La chiusura prolungata dello Stretto di Hormuz ha immobilizzato oltre 1.200 navi con carichi per un valore stimato di 125 miliardi di dollari, confermando la vulnerabilità dei principali corridoi marittimi globali.
L’analisi del Financial Times ha riportato le stime diffuse da Allianz dopo più di cento giorni di blocco seguiti ai primi attacchi contro l’Iran di febbraio.
Secondo Justus Heinrich, responsabile dell’underwriting marine di Allianz, l’evento ha modificato in modo tangibile la percezione del rischio nei chokepoint strategici. «Parlavamo da anni di scenari di disastro realistici, ora ne abbiamo uno concreto», ha osservato, sottolineando come il settore assicurativo stia rivedendo i propri modelli di esposizione.

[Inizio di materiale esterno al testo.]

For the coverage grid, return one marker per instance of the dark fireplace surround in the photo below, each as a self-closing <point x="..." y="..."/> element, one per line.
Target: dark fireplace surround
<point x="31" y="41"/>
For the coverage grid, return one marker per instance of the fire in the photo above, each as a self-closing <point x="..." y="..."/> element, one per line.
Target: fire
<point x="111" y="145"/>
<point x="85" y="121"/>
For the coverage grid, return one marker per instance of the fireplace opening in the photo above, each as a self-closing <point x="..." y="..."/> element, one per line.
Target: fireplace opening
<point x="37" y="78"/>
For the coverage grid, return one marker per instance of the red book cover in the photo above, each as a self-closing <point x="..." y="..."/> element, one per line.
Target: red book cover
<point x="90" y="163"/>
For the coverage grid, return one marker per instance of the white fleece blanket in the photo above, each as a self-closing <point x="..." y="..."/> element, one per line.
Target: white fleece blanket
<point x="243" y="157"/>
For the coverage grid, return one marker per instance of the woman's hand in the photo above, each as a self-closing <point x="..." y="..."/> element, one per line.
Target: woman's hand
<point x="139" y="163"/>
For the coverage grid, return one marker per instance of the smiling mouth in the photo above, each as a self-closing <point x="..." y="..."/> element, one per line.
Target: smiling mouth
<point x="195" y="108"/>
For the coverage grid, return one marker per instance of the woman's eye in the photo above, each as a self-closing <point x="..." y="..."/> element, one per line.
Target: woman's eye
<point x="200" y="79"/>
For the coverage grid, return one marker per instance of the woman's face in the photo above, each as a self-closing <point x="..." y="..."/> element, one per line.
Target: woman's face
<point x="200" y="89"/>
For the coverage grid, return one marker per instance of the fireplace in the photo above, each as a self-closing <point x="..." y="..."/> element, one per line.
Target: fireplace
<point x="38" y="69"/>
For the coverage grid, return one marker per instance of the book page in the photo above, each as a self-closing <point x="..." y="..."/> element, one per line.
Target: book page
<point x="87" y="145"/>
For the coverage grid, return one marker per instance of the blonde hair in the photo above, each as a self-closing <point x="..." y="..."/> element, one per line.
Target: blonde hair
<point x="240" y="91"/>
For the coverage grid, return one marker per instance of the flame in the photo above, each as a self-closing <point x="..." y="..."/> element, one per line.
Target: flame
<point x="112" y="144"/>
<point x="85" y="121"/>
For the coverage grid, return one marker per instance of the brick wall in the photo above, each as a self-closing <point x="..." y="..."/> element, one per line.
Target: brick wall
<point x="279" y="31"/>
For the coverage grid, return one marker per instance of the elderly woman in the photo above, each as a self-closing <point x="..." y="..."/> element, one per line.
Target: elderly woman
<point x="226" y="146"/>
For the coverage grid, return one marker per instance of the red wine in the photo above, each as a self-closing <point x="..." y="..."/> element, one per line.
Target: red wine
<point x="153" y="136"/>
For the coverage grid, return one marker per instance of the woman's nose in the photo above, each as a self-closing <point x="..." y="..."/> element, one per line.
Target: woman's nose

Prima del conflitto transitavano quotidianamente circa 135 navi e un quinto del petrolio e del gas mondiali. La chiusura ha scosso i mercati energetici, spingendo il greggio oltre i 100 dollari al barile. I dati dell’International Maritime Organization indicano che più di 40 navi sono state colpite da missili e che 14 marittimi hanno perso la vita, con i tanker tra le unità più esposte.
Il recente accordo preliminare tra Stati Uniti e Iran ha favorito un ritorno graduale del traffico. Lloyd’s List Intelligence rileva che nella settimana conclusa il 21 giugno le navi in uscita dal Golfo sono salite a 69, contro le 24 della settimana precedente, il livello più alto dall’inizio della crisi. Tuttavia, operatori logistici e armatori ritengono che la ricerca di rotte alternative via Oman, Mar Rosso o collegamenti terrestri, diventerà strutturale.
Sul fronte assicurativo, Rahul Khanna, responsabile del marine risk consulting di Allianz, ha segnalato richieste di risarcimento per danni causati da droni e missili, oltre al rischio di perdite su farmaci e prodotti congelati deteriorati durante l’attesa. Il rapporto evidenzia inoltre la presenza di 20.000 marittimi ancora a bordo delle navi ferme. I casi di abbandono degli equipaggi hanno raggiunto un record nel 2025, superando quota 6.000. L’IMO stima che 11.000 marittimi vogliano lasciare l’area e ha attivato un corridoio di evacuazione in coordinamento con l’Oman.
La riapertura parziale dello Stretto non cancella le tensioni accumulate. Per assicuratori e operatori logistici, la crisi di Hormuz segna un punto di svolta nella gestione del rischio marittimo, destinato a incidere sulle strategie operative e sulle coperture dei prossimi anni.